The woman – a Lloyds employee whose identity has been kept anonymous – spotted that the bank would make deductions from her state pension from the age of 60 under the scheme’s rules, while her male colleagues would not see any cuts until 65.
It meant that she would see her pension reduced by £1,190 per year or £5,950 over five years. As Jersey’s States’ pension starts at 65, male workers would enjoy a full pension without a penny taken away for an extra half-decade, while women are immediately subject to state pension deductions.
She raised the issue with Lloyds Trade Union (LTU), which represents more than 25,000 of the financial giant’s staff, in autumn last year.
While the union is one of the biggest representatives of Lloyds workers in the UK, the bank ‘derecognised’ it in 2015. Nonetheless, it is still able to represent individuals.
In this case, the LTU expressed strong concerns that Lloyds’ scheme contravened Jersey’s Discrimination Law, which lists sex as a protected characteristic.
LTU General Secretary Mark Brown told Express that the union then threatened legal action against the employer, fearing that entering into negotiations might mean that most members affected “would be dead before the policy was changed.” He said that Lloyds were quick to act following this threat.
By January, the Trustee of the Lloyds Bank Offshore Pension Scheme had pledged to cease the discriminatory treatment in the Jersey woman’s case.

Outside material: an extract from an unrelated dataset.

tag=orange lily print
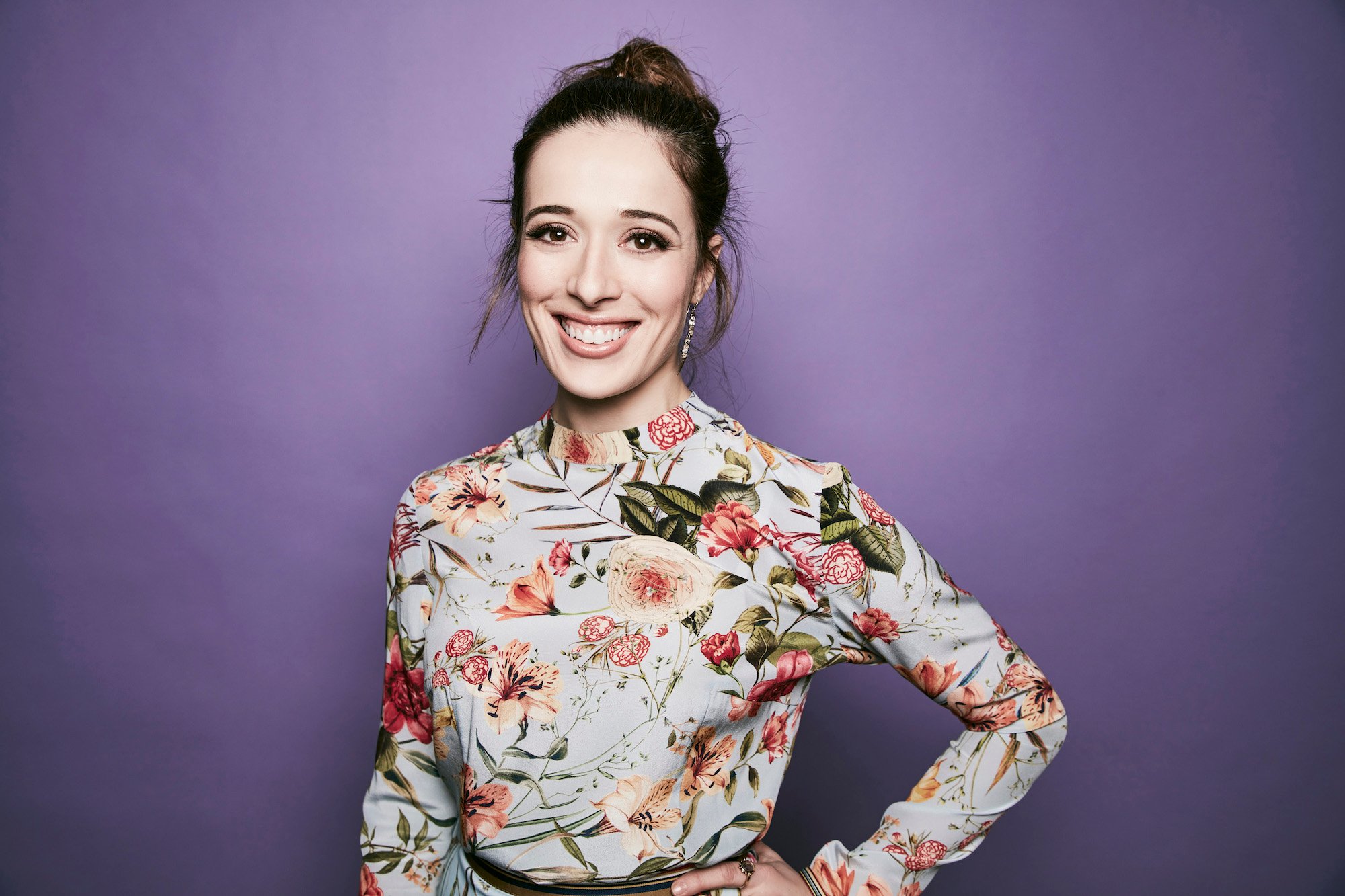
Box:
[476,638,561,735]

“The Bank has now confirmed that the State Pension Deduction for this member will not be taken until she starts receiving her state pension, rather than when she started to get her Bank pension. She’s happy and we now want to make sure that other female members in the same position are treated in exactly the same way,” the union wrote in a members’ newsletter.
According to Mr Brown, the bank is now understood to be considering how to implement changes across their other offshore jurisdictions affected by the scheme.

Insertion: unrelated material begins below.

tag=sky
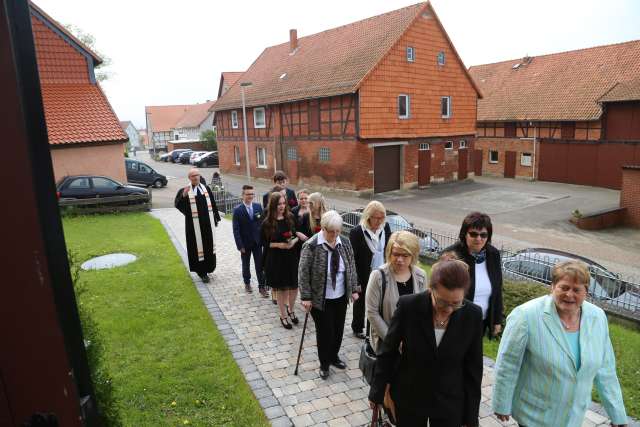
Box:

The controversial policy was originally put in place in the 1970s when the bank took the opportunity to contract some of its employees out of the additional States pension scheme, and pay fewer national insurance contributions as a result. The result of this was that staff who joined the bank’s pension schemes between June 1977 and March 1997 will have a reduction in their bank pension on receipt of their States pension.
Similar arrangements currently apply in Guernsey and the Isle of Man. LTU pledged to keep the pressure on Lloyds to make sure reforms were made across the islands: “The inequality in treatment between males and females, which is based purely on gender, is unacceptable.
“We will be writing to the Lloyds Bank Offshore Pension Scheme Trustee Board insisting that all staff, regardless of gender, are treated exactly the same when it comes to the State Pension Deduction, including those female members of staff who have already retired and are paying the deduction now.”
The next step, Mr Brown told Express, was ensuring that any workers affected so far are reimbursed for what they might have lost.
He added that he was hopeful that other ‘big four’ banks might scrutinise their pension schemes as a result to ensure that they do not contain any discriminatory regulations.
Express has asked Lloyds for a comment, and is waiting for a response.